# Done with Charbroil



## Trekr (Jan 11, 2006)

I called Charbroil about my burner and was quite surprised to learn that they had credited  my account with the cost of the burner that I had sent back. I had intended that they make the correction and send me the burner that was intended for my grill. The gal told me that she couldn't find the burner that I needed and that I should go to Walmart or Kmart and get a universal burner. That burned my butt. What unprofessional treatment. It cost me shipping both ways, one to get me the wrong part and one to ship back their mistake. I cooled down and ordered a New Weber Silver. 
Now am waiting for a knock at our door that will signal our new Weber era.


----------



## Greg Rempe (Jan 11, 2006)

Why not a kettle, Trekr??


----------



## zilla (Jan 11, 2006)

Dude you need a big ass GatorPit in your yard.

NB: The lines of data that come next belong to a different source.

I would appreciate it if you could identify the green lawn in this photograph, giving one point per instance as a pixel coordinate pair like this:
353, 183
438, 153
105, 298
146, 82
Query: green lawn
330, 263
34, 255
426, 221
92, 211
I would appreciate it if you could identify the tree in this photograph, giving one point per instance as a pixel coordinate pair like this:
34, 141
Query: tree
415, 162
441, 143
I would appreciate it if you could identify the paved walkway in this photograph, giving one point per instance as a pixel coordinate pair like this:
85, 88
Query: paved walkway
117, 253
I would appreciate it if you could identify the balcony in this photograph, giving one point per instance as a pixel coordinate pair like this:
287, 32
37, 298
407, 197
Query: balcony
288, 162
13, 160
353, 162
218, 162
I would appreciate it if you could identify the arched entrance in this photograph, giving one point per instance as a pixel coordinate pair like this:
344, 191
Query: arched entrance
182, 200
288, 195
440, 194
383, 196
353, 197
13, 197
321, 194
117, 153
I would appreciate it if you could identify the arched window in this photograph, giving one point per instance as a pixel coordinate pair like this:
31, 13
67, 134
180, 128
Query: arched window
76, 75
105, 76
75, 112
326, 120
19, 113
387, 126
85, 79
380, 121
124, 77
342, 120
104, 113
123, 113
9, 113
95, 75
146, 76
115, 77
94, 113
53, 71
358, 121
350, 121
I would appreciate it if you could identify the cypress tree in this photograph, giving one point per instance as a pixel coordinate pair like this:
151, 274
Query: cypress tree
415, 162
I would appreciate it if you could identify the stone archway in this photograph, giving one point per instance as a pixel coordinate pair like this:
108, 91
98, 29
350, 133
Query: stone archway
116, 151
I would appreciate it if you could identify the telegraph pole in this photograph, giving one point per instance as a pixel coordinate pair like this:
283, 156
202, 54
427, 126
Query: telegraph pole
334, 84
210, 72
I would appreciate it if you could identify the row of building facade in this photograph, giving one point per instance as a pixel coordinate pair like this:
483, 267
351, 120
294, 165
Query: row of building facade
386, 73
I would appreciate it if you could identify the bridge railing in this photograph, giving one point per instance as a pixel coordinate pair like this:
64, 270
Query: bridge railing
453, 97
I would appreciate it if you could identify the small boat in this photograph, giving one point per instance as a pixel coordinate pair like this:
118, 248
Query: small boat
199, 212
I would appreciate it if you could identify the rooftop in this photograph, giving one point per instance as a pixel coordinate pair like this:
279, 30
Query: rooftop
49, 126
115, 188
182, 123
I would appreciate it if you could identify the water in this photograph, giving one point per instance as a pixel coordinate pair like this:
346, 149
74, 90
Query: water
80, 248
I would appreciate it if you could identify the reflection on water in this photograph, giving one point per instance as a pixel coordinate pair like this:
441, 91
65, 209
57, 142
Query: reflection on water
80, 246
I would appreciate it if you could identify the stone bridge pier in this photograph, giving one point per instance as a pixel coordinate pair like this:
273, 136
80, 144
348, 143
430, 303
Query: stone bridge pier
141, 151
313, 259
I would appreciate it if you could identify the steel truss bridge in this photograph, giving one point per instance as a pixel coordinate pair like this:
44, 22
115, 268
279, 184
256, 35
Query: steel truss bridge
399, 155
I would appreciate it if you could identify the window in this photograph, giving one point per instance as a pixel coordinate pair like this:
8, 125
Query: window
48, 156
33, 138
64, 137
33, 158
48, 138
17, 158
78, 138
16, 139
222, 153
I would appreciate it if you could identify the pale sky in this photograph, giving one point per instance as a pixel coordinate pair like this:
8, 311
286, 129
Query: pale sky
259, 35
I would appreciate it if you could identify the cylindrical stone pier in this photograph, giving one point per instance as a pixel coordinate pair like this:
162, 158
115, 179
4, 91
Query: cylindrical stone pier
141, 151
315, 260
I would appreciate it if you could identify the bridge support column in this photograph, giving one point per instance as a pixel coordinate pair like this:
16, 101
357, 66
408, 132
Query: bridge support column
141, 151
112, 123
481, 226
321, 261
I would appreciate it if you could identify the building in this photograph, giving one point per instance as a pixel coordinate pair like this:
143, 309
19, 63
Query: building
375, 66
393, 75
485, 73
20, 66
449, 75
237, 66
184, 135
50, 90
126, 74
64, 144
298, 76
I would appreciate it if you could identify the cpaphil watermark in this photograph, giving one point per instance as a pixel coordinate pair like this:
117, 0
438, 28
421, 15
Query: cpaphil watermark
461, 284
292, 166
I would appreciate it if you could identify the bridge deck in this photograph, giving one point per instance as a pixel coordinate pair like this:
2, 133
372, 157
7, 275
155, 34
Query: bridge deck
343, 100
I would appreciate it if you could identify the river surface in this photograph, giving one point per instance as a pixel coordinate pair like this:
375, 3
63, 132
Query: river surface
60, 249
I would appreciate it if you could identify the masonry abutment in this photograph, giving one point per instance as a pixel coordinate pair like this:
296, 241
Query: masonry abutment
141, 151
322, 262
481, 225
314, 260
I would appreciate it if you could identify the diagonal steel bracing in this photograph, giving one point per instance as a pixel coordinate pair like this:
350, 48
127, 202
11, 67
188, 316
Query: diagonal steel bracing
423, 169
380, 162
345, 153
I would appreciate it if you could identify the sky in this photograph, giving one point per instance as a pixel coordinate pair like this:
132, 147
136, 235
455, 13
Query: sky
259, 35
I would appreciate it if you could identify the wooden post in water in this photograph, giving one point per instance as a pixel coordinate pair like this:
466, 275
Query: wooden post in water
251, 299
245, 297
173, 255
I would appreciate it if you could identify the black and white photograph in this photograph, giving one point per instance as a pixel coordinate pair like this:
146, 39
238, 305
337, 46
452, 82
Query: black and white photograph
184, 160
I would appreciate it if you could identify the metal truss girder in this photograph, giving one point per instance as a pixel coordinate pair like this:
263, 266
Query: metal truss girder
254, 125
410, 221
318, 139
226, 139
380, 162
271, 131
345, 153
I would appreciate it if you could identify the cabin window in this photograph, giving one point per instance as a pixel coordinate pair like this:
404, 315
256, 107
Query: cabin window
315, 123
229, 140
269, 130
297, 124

At that point your great grand children wont even be calling for parts.


----------



## JohnnyReb (Jan 11, 2006)

well you did go the right route with weber , you wont be disapointed with the customer service   =D>  =D>  =D>


----------



## ScottyDaQ (Jan 12, 2006)

Woo - Hoo ! =D>  =D>  =D>


----------



## Nick Prochilo (Jan 12, 2006)

You will have no trouble with a Weber!


----------